Il rencontre Colin Farrell, tueur réfugié en Belgique après un coup qui a mal tourné dans le sympathique Bons baisers de Bruges. Ralph Fiennes confirme son éclectisme. Dans The Duchess, il oppose son austérité à la vitalité de Keira Knightley. Il retrouvera prochainement Kathrin Bigelow dans Hurt Locker, dans l'adaptation du roman Le liseur que réalisera Stephen Daldry. Il sera de nouveau Lord Voldemort dans Harry Potter et les Reliques de la Mort.

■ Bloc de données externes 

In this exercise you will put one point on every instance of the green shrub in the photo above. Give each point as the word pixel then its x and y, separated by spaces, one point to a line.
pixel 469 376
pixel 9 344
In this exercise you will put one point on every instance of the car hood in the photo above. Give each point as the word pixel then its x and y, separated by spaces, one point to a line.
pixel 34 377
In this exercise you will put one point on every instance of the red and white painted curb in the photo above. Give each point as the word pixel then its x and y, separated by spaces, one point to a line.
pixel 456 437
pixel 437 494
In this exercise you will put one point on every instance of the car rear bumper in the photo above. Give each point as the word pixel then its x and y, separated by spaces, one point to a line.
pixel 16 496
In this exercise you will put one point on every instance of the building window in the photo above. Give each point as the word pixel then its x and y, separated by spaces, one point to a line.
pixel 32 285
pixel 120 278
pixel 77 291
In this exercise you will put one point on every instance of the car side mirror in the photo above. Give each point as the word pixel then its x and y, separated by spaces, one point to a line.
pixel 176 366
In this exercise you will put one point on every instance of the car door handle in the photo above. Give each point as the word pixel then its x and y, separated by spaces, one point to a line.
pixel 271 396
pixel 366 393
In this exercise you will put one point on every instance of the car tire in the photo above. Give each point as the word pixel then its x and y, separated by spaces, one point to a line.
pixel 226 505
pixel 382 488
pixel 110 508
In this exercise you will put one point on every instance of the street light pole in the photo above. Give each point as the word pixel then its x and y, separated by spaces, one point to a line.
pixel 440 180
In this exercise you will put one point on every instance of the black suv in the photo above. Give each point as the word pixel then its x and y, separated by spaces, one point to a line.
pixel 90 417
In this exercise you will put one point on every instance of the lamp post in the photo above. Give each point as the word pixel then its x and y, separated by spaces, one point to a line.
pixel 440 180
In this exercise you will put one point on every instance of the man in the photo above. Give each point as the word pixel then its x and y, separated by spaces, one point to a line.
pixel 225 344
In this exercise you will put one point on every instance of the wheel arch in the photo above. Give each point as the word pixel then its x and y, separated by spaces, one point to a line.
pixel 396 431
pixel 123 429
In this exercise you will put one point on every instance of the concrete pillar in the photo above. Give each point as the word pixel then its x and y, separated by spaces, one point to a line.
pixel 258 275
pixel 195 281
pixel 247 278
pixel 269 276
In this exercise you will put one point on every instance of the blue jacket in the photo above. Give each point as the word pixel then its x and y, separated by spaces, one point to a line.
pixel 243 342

Ralph Fiennes n'a jamais incarné un rôle au premier degré. Ce maître de l'ambiguïté parvient toujours à faire comprendre ses motivations. Il confère à chaque personnage sa part de ténèbres. Cette finesse le rend indubitablement fascinant. Il ne se limite jamais à une seule dimension. Sans cesse, il parvient à surprendre, à s'éclairer d'une lumière inattendue. On dit souvent d'un acteur qu'il peut tout jouer. Plus rarement, un comédien apporte une sensibilité particulière à ses prestations, une prestance unique. Ralph Fiennes est de ceux là.